Thinking my reading material as compost material brought me back to the library: can the metaphor of the compost be applied also to libraries – at the end they are also a layered accumulation of materials made to produce something, made to sediment in people’s mind and fertilize it! How can we through the library reflect on which type of residency and cultural project to develop?

There was a moment in which the metaphor of composting in relation to hosting became less interesting as the interpretation of residencies as composts, where materials, thoughts and people come together and arrive to unexpected results, but rather as the compost as something that comes after the residency. What are the scraps we want to collect at the end, accumulate somewhere and give time to become fertile (the other question is fertile for what? What would be the purpose of this rich soil?). What is the aftercare needed for residencies? Beside thinking of residencies as interesting for the artists, we can ask ourselves which scraps they leave behind and how can these remains be combined – what methodologies do we need to do so – to enrich our soils. What would we as guests give back and what would we leave behind? It’s interesting: for the host, the verb exists (to host) and for the guest not – defining the guest as a passive character. What would it mean for a guest to guest?

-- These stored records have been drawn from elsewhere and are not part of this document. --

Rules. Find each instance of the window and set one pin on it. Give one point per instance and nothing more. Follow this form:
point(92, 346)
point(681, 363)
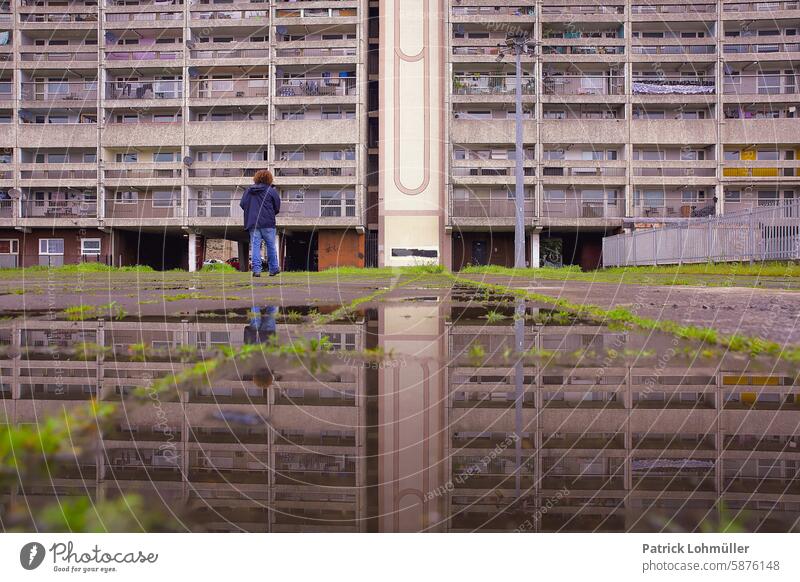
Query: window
point(733, 196)
point(51, 246)
point(163, 199)
point(162, 157)
point(90, 247)
point(126, 197)
point(9, 246)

On a Monday morning, after breakfast, I facilitated a small workshop for the hosts and guests of the library. We sat around the big table and, with the help of the books which belonged to Andreas Züst, we explored the terms guest, host, comp(h)ost. The trace of this small gathering are short texts and three lists of verbs:

To compost: to accumulate, to layer, to decompose, to fertilize, to ferment, to collect, to throw, to transform, to maintain, to wait, to care, to nourish, to repurpose, to slow down, to sediment, to pile, to re-use, to combine, to collaborate.

To host: to care, to assist, to dwell, to accommodate, to share, to listen, to help, to introduce, to open, to explain, to let in, to facilitate, to guide, to stimulate, to nourish, to accompany, to wait, to organize, to encourage.

To guest: to allow, to adapt, to help, to listen, to question, to contribute, to share, to collaborate, to change, to encounter, to meet, to dwell, to ask, to inhabit, to feel, to thank, to adopt, to follow, to consider, to propose, to rest, to receive, to trust, to return.